Lazio. Como nunca se vira desde o século dezanove

Lazio. Como nunca se vira desde o século dezanove


Os italianos jogam amanhã no Porto, frente ao FC Porto. A sua primeira visita a Portugal também foi às Antas, em 1977, mas para defrontar o Boavista.


No dia 14 de setembro de 1977, o Boavista, que cumpria a sua terceira presença nas taças europeias, depois de duas razoáveis prestações nas duas épocas anteriores, deparava-se pela primeira vez com um adversário italiano. Precisamente a Lazio, que joga amanhã outra vez no Porto, desta vez contra o FC Porto, para a Liga Europa. Até aí, os axadrezados tinham sempre ultrapassado a primeira eliminatória – em 1975-76 na Taça das Taças frente ao Spartak Trnava (3-0 e 0-0) e 1976-77, também na Taça das Taças, face ao CSU Galati (2-0 e 3-2). Cabia-lhe agora um osso mais duro de roer logo na primeira eliminatória da Taça UEFA, a Lazio, de Roma, comandada por um treinador brasileiro, Luís Vinícius de Menezes, que chegara a Itália como jogador em meados dos anos-50 e nunca mais deixara o país. Na época anterior ficara-se pelo quinto lugar da Série A (o último a dar acesso à Europa) mas regozijara-se por ter dado acesso à equipa principal a três jovens talentos das escolas do clube, Bruno Giordano, Lionello Manfredonia e Andrea Agostinelli. Não era, decididamente, uma equipa com grande experiência internacional. Depois da presença, em 1950, na Taça Latina, surgira esporadicamente nas Taças das Cidades com Feira em 1970-71 (afastada logo na primeira ronda pelo Arsenal) e nas Taças UEFA de 1973-74 e 1975-76, sem passar da segunda eliminatória. Também não seria esse ano de 1977 que o faria, caindo aos pés do Lens, mas em setembro, quando veio a Portugal, não podia sabê-lo.

Treinado por Fernando Caiado, o Boavista, perante a exiguidade do Bessa de então, preferiu pedir as Antas emprestadas. Vinicius, por seu lado, avisou de véspera que não viria a Portugal jogar na retranca, como a imprensa nacional anunciava aludindo ao tradicional cattenacio. Disse e cumpriu. A Lazio cedo tomou conta do jogo e exigiu a máxima atenção de uma defesa porfiada composta pelo guarda-redes Sousa mais Trindade, Mário João, Artur e Alberto. Confiava Caiado no contra-golpe e, sobretudo, na velocidade de Albertino e de Moinhos. Foi precisamente Albertino que construiu o lance concluído pelo brasileiro Jorge Gomes, aos 36 minutos. Depois foi preciso resistir e muito. À italiana, se calhar. Mas o resultado não se moveu.
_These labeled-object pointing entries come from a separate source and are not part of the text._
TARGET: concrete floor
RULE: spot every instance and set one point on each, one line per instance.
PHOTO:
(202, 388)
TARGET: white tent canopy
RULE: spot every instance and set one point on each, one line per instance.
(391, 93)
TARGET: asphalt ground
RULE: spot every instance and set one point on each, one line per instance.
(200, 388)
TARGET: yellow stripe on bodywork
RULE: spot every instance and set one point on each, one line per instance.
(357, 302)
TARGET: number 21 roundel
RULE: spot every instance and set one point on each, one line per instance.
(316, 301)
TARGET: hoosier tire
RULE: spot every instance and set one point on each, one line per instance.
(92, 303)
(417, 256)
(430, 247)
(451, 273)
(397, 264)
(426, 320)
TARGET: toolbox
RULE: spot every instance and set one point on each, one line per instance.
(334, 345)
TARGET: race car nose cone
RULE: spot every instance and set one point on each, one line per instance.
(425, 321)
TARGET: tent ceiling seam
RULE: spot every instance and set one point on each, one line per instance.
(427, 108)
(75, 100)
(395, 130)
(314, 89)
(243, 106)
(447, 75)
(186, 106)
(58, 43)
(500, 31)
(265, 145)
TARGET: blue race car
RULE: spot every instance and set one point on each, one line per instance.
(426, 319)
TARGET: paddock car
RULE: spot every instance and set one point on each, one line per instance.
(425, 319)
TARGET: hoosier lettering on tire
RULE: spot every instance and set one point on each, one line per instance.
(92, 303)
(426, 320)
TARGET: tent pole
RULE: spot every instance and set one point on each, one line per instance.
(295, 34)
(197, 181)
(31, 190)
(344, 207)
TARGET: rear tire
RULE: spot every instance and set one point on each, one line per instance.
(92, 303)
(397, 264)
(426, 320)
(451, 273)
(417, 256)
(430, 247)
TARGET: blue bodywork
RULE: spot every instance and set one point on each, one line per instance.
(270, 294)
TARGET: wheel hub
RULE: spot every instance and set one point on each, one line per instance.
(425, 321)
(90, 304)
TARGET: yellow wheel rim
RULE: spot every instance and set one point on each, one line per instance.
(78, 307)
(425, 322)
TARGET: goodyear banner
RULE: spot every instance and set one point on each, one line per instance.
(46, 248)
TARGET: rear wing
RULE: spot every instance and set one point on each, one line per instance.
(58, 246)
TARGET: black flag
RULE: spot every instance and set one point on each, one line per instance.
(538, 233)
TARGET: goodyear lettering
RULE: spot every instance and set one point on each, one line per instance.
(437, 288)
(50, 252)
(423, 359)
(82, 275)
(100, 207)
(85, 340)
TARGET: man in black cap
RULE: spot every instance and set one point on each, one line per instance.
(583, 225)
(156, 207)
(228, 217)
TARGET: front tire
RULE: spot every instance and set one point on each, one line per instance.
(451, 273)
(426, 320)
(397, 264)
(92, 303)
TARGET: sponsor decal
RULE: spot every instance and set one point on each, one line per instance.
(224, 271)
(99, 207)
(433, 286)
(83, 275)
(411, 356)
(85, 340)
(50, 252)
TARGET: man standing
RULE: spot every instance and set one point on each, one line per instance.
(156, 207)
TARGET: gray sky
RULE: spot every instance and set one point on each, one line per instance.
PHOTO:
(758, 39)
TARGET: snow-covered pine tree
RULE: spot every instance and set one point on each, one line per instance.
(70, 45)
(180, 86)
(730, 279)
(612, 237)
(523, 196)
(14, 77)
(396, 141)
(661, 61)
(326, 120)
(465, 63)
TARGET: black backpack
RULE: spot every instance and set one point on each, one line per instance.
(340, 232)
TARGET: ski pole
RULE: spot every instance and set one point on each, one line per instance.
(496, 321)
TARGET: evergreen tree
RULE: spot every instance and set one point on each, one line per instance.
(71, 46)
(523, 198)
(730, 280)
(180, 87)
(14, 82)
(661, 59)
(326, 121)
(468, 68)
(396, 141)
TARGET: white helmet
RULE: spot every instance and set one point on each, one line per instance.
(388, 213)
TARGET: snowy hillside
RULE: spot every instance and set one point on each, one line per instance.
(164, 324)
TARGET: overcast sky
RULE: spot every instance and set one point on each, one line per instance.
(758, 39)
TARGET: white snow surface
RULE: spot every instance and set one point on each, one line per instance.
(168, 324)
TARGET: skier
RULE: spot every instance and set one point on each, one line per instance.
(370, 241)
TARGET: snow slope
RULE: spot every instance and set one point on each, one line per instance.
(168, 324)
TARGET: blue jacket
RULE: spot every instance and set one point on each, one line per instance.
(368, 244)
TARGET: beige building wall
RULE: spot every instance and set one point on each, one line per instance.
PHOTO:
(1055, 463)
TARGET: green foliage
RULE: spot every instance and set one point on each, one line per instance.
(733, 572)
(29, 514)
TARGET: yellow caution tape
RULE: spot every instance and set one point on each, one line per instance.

A goleada Satisfeitos, naturalmente, no final do encontro, os axadrezados sentiam que poderiam discutir a eliminatória no Olímpico de Roma. Ninguém poderia tirar-lhes tal sonho.

Fernando Assis Pacheco, um dos meus queridos mestres do jornalismo, esteve no jogo da segunda mão, no dia 29 de setembro. A equipa das camisolas esquisitas, como lhe chamou um dia Walter Zenga, guarda-redes do Inter, foi espezinhada por 5-0. Logo aos 7 minutos, já Lorenzo Garlaschelli fazia o 1-0 e igualava a eliminatória. Depois, os italianos foram por ali fora: 2-0, Bruno Giordano (13), 3-0, Garlaschelli (20); 4-0, Bruno Giordano (53) e 5-0 outra vez por Bruno Giordano (87), a grande figura da equipa que se manteria fiel à Lazio durante dez anos antes de ser contratado pelo Nápoles e jogar ao lado de Maradona.

Assis Pacheco tinha um chiste muito particular na sua escrita. E deixou ficar registado: “No final, os dirigentes romanos diziam aos homens do Porto – ‘auguri’ (felicidades). Uma saudação mecânica, um abraço de plástico encenado sobre a consternação de homens como o capitão Valentim Loureiro, dirigente com anos de prática, ou, exemplo mais próximo da relva, Alberto, o licenciado em economia que fez de ‘stopper’ dos portugueses sem grandes possibilidades de travar a porfiada ofensiva dos ‘lazialli’. Perguntei a um colega italiano: ‘Há quantos anos a Lazio não marca cinco golos?’ Respondeu-me, encolhendo os ombros: ‘Para aí desde o século dezanove!’”

Para os romanos, a eliminatória seguinte seria, no mínimo, macabra. Depois de terem vencido o Lens, em casa, por 2-0, foram enxovalhados em França sem piedade: 6-0!